The thirteen years that have gone by since that time should have sufficed to make the ‘ODIHR conflict’ a matter of the past, a closed chapter. And understandably, the only thing that cannot have occurred to Ambassador Glover is the current contestation of the government of former president Berisha of her appointment as head of the mission that will observe and monitor the parliamentary elections to be held at the end of June. However, the unpredictable and unbelievable has indeed happened – the government hesitates to accept the former head of ODIHR as chief of the monitoring mission for the general elections. Even though there has been no public, official stance on the matter, it is clear that the government is against the appointment of Ambassador Glover as head of the international monitoring mission. In Tirana for over a week now, the Head of the ODIHR mission has been refused meetings with Albanian authorities, including the Head of Central Election Commission.
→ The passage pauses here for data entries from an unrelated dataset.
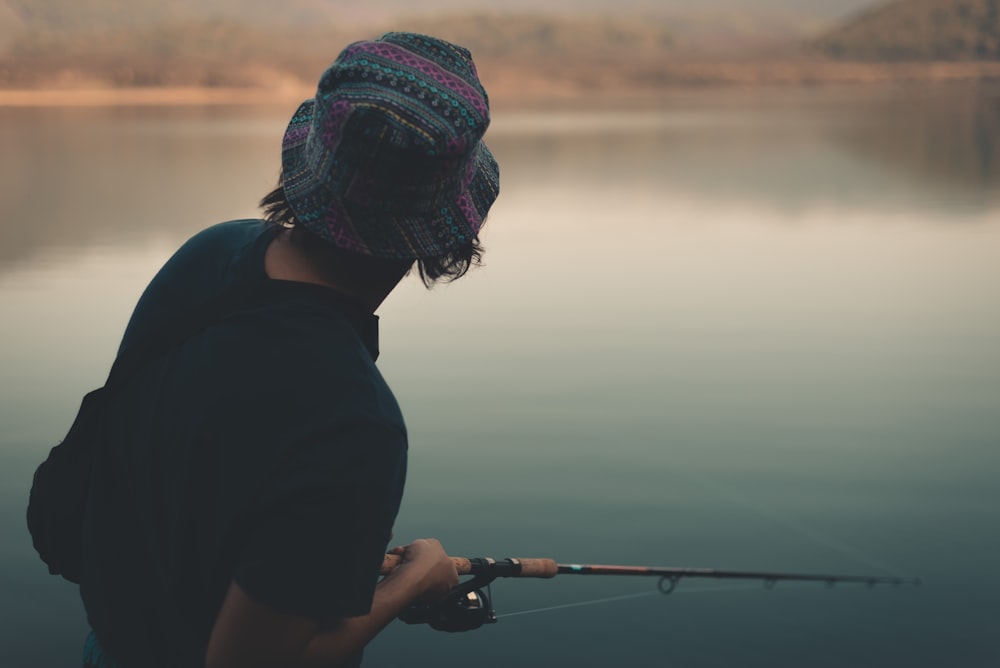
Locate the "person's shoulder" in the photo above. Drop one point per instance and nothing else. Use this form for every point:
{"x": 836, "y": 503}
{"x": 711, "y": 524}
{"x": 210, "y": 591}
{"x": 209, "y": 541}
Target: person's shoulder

The absence of a public, official contestation of the appointment of Glover at the lead of the mission that will assess the upcoming electoral process seems to preserve the government the option of ‘nevertheless accepting’ Ambassador Glover as head of the international observers. It is hard to believe that the government might be realistically hoping for the replacement of Ambassador Glover. The government already knew it, before ODIHR and the European Union pointed out that ‘the parties to the game do not choose the referee’. But if the Albanian government is fully aware that it does not get to select election observers, the very humble question is: Why is it then contesting the appointment of Ambassador Glover who will accredit the standards of the upcoming electoral process? A very plausible answer is that the government does not actually aim at having the Head of the International Monitoring Mission replaced, not only because it cannot, but also because it has no use for it. What Prime Minister Berisha’s government is doing is simply contesting. Ambassador Glover is contested, clear and simple, as the leading person of the mission of observers so as to pave the way for the mission and the results of its team to be potentially contested too.
Less than a month and a half from Election Day, the prevailing trend of the domestic political fight and electoral campaigns is contestation and a conflictual spirit. The opposition’s list of contestations is long, starting with the government’s will to equip citizens with identity cards as the only way for them to vote. Alongside local disputes, we are now presented with a contested ODIHR head of monitoring mission in Tirana. If this spirit of contests and conflicts continues, the June 28th parliamentary elections that are meant to be a turning point in Albania’s controversial election record may end up slowing down, or halting reforms altogether, in a country that has just become a NATO member and has just filed its EU membership application.